THE OLD MAN’S EGGS: Three Worldview Questions for 2017

An old man with a cane is struggling to get his groceries out of the buggy and into his car. One bag drops to the ground, breaking most of the eggs inside. What should you do: Ignore him and walk on by? Stop, help him pick up the bag, and maybe give him your eggs? Push him down and take his wallet?

I’m willing to bet nobody chose option three.

The way we answer such questions tells us not only about our character, but what we believe about the existence of objective moral truths. No one believes option three is morally right, even the thugs who might take the money and run. It is testimony to the biblical idea that the requirements of the law are written on our hearts, our consciences also bearing witness.

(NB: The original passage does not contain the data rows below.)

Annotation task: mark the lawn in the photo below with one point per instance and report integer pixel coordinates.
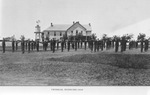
(81, 68)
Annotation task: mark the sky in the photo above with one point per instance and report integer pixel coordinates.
(106, 16)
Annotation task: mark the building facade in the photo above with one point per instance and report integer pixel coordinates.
(57, 31)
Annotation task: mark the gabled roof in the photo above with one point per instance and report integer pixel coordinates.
(65, 27)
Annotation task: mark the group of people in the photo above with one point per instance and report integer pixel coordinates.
(93, 45)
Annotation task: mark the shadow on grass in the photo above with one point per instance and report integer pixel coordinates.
(135, 61)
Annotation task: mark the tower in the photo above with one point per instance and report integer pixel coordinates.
(38, 31)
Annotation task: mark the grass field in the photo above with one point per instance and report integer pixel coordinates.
(81, 68)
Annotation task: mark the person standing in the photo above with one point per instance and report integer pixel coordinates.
(37, 45)
(85, 42)
(28, 46)
(13, 45)
(16, 45)
(62, 46)
(3, 45)
(142, 45)
(116, 45)
(68, 44)
(53, 43)
(22, 46)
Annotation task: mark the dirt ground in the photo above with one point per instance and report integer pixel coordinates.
(80, 68)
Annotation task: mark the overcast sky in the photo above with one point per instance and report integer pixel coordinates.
(105, 16)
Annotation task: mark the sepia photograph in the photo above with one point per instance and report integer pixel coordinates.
(75, 43)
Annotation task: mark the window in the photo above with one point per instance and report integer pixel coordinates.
(54, 33)
(76, 31)
(60, 33)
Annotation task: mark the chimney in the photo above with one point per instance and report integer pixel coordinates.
(51, 24)
(77, 21)
(89, 24)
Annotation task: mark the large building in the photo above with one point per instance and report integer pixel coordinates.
(58, 30)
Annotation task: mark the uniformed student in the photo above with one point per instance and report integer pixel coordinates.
(75, 45)
(22, 46)
(116, 45)
(32, 44)
(85, 42)
(54, 44)
(62, 46)
(142, 45)
(16, 45)
(13, 45)
(37, 46)
(68, 44)
(28, 46)
(95, 45)
(3, 45)
(57, 45)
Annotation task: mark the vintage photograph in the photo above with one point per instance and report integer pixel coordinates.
(75, 43)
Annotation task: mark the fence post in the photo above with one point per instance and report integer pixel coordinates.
(3, 45)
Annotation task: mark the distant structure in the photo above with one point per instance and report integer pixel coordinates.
(38, 32)
(57, 31)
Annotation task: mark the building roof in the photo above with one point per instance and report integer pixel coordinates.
(64, 27)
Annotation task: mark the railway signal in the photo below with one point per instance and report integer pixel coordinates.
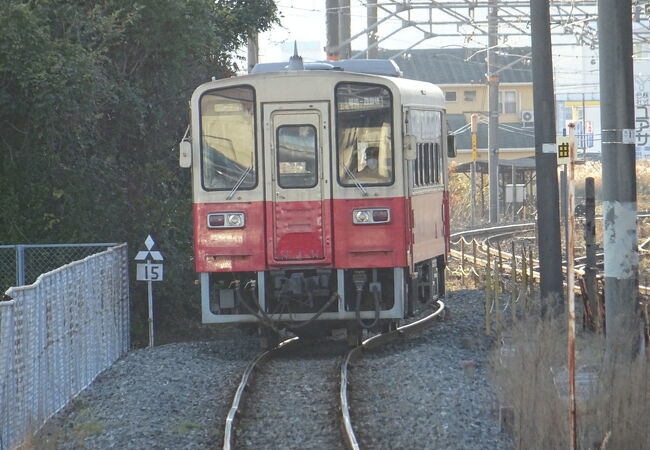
(149, 272)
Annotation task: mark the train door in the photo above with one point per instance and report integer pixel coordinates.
(296, 144)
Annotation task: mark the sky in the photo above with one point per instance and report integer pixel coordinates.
(304, 21)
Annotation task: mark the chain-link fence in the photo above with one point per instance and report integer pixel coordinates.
(57, 335)
(22, 264)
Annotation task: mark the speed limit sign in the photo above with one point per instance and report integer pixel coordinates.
(149, 272)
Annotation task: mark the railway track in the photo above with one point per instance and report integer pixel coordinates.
(322, 403)
(482, 241)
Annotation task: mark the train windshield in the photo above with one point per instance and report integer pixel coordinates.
(228, 139)
(364, 134)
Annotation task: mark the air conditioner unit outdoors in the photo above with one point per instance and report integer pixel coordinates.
(527, 116)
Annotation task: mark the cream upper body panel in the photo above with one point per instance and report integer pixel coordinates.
(301, 87)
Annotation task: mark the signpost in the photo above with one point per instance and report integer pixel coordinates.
(149, 272)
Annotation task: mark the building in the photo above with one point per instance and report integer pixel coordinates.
(461, 73)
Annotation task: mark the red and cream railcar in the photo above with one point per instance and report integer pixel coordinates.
(318, 195)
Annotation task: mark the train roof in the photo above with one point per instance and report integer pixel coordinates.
(411, 92)
(384, 67)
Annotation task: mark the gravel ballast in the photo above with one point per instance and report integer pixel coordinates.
(428, 391)
(174, 396)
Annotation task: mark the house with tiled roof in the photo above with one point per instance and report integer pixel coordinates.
(461, 74)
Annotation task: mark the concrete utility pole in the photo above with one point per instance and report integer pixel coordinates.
(371, 8)
(493, 111)
(332, 24)
(548, 218)
(619, 177)
(591, 269)
(253, 52)
(344, 28)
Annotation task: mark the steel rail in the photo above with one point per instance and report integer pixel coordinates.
(372, 342)
(234, 409)
(511, 228)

In other words, whether we admit it, or not, whether we want to believe it, or not, we do believe in objective moral truth every bit as much as we believe in scientific truth, like gravity.

The problem, the thing that creates so much confusion for so many of us as we try to sort through answers for today’s difficult questions on things like social justice, abortion, and same sex marriage, is that we are attempting to live with competing and conflicting worldviews. We wouldn’t take the old man’s wallet, but we can’t explain why someone else shouldn’t.

What’s a worldview? Your worldview is the grid through which you understand and interpret all of life. It answers four questions that are basic to everything else: Where did we come from? What’s wrong with us? How are the problems of life best addressed? Where is life headed in the end?

The reason we can’t offer anything more than an exasperated, “It’s just wrong!” to taking the old man’s wallet is that we are attempting to blend traditional morality with pluralism and post-modernism.

Traditional morality is based, more or less, on the biblical worldview (think: creation, fall, redemption, restoration) and agrees that there is such a thing as objective moral truth. Pluralism says that there are many possible worldviews and many possible truths, each with equal validity. Post-modernism says there is no such thing as truth, that meaning is completely subjective. A thing only means what the individual observer says it means. It’s like the old joke about the three umpires. The first one says, “I calls ‘em as they is.” The second says, “I call’s ‘em as I see’s ‘em.” And the third says, “They ain’t nothin’ till I calls ‘em.”

So here’s a three-part challenge for 2017:

First, what is your worldview? Is it consistently biblical? Pluralistic? Post-modern? Or some combination thereof?

Second, ask yourself if it actually fits observed reality. Is someone helping the old man with his eggs, or is someone robbing him, and if so, why?

Third, ask yourself which worldview your life is conforming to, the one you say you believe, or one of the others, or some amalgamation thereof?

My hope and conviction is that as we answer these questions the fog of confusion will clear and uncertainty will give way to confidence.

 

OF SHIPWRECKS AND SCRIPTURE: Worldview and You

G. K. Chesterton, the famous British author of the early 20th century, was once invited to a gathering of intellectuals where a question was posed: “If you were shipwrecked on a desert island, what one book would you wish to have?”

Knowing his commitment to orthodox Christianity, most assumed Chesterton would answer, “The Bible.” Instead he replied, “Thomas’s Guide to Practical Shipbuilding.”

Many Christians today wouldn’t have been half as clever, because even if we know our bibles well, we do not know how to think biblically about life. We do not know how to answer non-biblical questions from the biblical worldview.

Everyone has a worldview, whether they realize it or not. Your worldview is the system of thought that helps you answer life’s four great questions: Where did we come from? What’s wrong with us? How can we solve life’s problems? What’s the ultimate purpose and meaning of life? Your worldview is the way you think the world works and how you fit in it.

The biblical worldview represents reality. It sees the world as it is, not as we wish it to be. It answers the four questions this way: We are created beings, made in the image of God, not random accidents of biology. We were created good with marvelous potential, but became broken and prone to evil when we rejected God, bringing all of creation under the curse when we did so. From that moment on, the cosmic Murphy’s Law applied: if something can go wrong, it will.

The solution to man’s problems is the work of redemption, recovering what was lost by the sacrifice of Christ for our sins, and the ongoing work of his people in restoring God’s order of things, healing the brokenness of the world wherever we find it with whatever works best. Thus Chesterton’s reply: Stranded sailors need books on shipbuilding. Stranded sinners, on the other hand, need the scriptures.

Ultimate meaning comes from glorifying God by fulfilling our purpose, knowing that, on the day Christ returns to renew all things, we will give an account to him for all that we have been given, and be rewarded for our faithfulness. Thomas’s redemptive purpose was to write that shipbuilding book; Chesterton’s was to build it.

The short version is: Creation, Fall, Redemption, Restoration and Judgment. When we learn to sift every life situation, every opportunity, and every problem to be solved through that grid we will know how to respond with biblical wisdom, and even wit, to questions which cannot be answered with chapter and verse.

The Bible does not specifically address many things in life, but that doesn’t mean it has nothing to say about them. The trick is learning to think from a biblical worldview.